My first posture statement began with the roles and missions of the Navy as legislated by Congress in Title 10 of the U.S. Code and then laid out the national strategy of the United States as assembled from the various guidance papers and posture statements of the secretary of defense. Following this, I described the current force structure of the U.S. Navy and how it implemented the national strategy. The wrap up, and the most important part, was a summary of the Navy’s budget for that year and how each line item was related directly to the Navy’s requirements as derived from the national strategy and derivative guidance of the SecDef. In simplest terms, it was a case of establishing an audit trail from each item in the Navy’s budget to the nation’s security requirements — translating policy into substance.

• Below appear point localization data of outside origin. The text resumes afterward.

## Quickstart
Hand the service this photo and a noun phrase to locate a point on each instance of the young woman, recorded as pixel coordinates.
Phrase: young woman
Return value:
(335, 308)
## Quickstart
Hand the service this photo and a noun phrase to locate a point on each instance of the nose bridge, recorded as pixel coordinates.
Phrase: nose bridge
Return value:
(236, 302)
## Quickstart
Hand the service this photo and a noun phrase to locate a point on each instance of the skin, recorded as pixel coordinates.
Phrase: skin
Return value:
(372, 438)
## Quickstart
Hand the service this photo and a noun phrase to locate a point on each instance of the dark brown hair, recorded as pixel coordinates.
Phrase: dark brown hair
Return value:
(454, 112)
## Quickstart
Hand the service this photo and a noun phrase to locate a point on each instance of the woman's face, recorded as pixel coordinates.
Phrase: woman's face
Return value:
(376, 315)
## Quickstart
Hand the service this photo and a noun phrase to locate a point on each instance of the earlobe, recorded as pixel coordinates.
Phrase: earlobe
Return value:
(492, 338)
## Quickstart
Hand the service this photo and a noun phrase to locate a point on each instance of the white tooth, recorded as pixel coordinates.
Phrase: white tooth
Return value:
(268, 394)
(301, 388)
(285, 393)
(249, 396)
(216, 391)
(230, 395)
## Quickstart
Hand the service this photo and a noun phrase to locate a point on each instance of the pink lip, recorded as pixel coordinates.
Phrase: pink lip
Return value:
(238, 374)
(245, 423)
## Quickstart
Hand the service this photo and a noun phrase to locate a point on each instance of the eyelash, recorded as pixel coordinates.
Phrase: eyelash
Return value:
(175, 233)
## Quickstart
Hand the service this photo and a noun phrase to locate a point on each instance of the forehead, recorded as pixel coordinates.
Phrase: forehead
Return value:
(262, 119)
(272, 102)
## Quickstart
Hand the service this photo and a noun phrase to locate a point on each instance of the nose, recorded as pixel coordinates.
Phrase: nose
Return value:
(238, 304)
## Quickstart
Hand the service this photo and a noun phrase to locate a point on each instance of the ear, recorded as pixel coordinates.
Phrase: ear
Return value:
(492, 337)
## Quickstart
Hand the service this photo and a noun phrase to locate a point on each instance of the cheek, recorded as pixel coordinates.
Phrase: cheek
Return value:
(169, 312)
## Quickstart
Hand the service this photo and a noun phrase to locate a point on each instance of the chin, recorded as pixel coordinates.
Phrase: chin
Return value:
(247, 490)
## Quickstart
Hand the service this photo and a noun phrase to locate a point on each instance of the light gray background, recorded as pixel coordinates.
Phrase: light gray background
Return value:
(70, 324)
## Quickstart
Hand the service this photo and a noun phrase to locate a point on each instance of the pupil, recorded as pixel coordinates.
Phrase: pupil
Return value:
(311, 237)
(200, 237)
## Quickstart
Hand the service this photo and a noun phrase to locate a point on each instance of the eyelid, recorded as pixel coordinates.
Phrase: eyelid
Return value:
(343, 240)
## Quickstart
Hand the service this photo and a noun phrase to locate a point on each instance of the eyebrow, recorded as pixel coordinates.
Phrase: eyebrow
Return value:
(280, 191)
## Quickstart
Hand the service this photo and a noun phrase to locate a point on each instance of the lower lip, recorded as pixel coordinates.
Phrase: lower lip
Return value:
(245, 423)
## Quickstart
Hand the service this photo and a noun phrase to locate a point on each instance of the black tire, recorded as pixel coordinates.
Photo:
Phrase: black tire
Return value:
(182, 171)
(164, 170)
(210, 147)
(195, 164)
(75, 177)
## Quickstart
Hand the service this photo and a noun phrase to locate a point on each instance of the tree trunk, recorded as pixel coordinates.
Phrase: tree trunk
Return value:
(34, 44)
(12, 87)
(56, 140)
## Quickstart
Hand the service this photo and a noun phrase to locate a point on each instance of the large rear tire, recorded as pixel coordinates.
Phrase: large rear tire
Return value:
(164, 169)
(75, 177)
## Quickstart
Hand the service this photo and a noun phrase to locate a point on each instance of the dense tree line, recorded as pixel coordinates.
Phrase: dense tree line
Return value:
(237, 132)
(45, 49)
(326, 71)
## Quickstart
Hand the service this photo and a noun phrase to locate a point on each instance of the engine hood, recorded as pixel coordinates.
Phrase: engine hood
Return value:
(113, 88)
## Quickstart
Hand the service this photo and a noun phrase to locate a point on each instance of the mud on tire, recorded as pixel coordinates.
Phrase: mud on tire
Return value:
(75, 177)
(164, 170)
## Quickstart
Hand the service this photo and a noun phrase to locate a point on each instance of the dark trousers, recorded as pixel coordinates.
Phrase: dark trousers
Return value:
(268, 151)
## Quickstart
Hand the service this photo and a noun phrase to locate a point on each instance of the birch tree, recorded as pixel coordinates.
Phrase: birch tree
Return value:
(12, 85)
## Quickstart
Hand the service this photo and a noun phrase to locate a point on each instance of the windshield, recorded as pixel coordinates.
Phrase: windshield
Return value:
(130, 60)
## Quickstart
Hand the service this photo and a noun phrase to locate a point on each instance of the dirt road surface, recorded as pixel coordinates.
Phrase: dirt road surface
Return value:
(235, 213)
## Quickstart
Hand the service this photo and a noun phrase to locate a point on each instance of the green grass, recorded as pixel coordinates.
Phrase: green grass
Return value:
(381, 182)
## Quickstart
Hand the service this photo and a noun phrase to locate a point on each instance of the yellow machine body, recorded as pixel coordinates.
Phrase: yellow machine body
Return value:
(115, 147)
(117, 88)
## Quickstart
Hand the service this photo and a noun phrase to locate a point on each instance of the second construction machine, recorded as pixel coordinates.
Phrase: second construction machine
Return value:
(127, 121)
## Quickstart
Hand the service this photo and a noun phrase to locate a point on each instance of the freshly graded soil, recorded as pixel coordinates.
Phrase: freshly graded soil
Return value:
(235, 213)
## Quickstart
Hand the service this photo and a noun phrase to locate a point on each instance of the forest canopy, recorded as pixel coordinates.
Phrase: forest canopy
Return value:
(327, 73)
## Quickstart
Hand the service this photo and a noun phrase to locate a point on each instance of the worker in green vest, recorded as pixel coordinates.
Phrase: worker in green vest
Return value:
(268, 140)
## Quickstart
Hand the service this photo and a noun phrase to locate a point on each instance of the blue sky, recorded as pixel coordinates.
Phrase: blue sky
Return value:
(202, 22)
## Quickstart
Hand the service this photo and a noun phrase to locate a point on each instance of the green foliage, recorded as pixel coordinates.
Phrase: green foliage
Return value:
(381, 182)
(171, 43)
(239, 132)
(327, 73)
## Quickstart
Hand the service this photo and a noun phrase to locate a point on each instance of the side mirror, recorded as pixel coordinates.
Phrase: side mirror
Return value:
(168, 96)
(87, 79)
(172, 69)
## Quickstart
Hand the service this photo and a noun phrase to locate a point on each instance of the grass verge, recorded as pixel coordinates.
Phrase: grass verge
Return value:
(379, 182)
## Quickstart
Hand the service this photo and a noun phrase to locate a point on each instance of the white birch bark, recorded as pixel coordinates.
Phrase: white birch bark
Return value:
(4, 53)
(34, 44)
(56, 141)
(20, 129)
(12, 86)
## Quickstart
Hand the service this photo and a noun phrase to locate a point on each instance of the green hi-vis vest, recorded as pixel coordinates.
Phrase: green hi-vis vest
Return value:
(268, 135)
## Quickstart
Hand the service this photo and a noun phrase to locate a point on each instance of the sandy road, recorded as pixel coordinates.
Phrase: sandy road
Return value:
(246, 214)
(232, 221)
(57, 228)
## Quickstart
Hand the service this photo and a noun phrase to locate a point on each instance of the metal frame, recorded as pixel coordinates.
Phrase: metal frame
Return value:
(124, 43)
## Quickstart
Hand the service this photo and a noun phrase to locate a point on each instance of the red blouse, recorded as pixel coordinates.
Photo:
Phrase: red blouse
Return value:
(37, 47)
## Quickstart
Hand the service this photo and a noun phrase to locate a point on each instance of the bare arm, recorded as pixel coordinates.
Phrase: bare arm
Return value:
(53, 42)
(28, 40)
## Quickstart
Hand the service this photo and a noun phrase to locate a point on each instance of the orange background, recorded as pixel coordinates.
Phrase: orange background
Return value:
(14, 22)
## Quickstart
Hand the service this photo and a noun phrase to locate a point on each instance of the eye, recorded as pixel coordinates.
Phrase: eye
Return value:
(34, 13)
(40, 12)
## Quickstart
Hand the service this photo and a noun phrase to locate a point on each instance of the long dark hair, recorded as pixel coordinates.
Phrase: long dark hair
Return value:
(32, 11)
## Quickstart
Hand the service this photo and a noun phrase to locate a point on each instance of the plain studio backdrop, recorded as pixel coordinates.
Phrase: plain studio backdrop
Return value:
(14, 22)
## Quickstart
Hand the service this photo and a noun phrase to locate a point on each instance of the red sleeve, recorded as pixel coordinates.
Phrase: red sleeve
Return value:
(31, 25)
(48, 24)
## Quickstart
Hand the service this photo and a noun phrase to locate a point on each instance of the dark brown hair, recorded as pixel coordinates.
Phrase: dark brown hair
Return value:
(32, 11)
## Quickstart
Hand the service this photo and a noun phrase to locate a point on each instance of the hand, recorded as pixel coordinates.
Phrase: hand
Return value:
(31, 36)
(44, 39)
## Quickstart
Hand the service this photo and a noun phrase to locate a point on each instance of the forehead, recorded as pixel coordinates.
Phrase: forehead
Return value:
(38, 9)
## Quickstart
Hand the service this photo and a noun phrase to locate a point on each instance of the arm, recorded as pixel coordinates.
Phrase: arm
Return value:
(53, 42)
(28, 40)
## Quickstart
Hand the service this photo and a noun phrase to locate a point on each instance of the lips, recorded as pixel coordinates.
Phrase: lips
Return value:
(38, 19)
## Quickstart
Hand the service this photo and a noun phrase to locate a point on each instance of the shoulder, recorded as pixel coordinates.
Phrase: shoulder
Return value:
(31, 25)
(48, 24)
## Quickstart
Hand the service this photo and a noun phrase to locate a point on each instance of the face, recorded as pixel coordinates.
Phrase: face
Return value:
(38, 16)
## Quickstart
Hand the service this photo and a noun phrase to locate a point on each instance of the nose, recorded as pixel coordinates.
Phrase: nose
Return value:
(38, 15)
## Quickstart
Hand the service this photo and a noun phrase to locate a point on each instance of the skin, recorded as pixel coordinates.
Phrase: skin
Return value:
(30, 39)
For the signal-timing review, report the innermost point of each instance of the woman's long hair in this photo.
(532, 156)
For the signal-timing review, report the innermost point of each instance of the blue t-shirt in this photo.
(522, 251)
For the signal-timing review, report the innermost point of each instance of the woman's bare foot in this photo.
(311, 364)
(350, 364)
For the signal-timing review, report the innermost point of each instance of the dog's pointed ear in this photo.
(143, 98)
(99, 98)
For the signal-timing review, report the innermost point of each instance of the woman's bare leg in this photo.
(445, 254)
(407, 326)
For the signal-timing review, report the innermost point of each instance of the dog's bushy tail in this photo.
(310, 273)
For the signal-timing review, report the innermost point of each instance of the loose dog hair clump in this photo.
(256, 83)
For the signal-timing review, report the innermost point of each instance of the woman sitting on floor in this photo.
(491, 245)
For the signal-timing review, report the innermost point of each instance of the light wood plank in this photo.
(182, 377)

My second posture statement, in 1975, represented my views and philosophy. Again I began with a statement of the Navy’s roles and missions from Title 10 and again I related each line item in the Navy’s budget, showing how it supported the Navy’s roles and missions. To assist in the process of justifying the Navy’s budget request, I had a version of the posture statement produced in the form of a five-by-eight-inch pamphlet — very modest, duplicated without color or slick paper, and about half an inch thick. It would fit easily in the coat pocket of a civilian suit or a blue service uniform. Many copies were made and widely distributed to our officers, Pentagon civilians, and congressional staffers. John Lehman, later secretary of the navy (SecNav), tells of attending a hearing on the Navy budget during his days on the Arms Control and Disarmament Agency (ACDA) where virtually all present, observers as well as staff and participants, pulled out their CNO posture statement booklets almost in unison. Lehman referred to the booklet as “Chairman Mao’s Little Red Book.”
In those days, there was not a concise statement of the national strategy. For the posture statement, I had to synthesize a strategy from what I knew of our war plans as a member of the JCS and the general thrust of the annual SecDef “draft” presidential memorandum. By my second year in the CNO’s office, I had evolved a set of simple strategic principles for the Navy, statements and concepts based upon the various documents available to me and justified by the facts of the world’s geography; the nature of the high seas; the disposition of the military forces, both friendly and hostile; the threat they represented; and the probabilities of various courses of actions. These became the Navy’s interpretation of the national strategy, and they were repeated as often as possible in posture statements, in congressional testimony, and in my public speeches and writings. They are, in the aggregate, and as modified over time by my own experiences, the basis of my formal articulation of the strategy for the Cold War.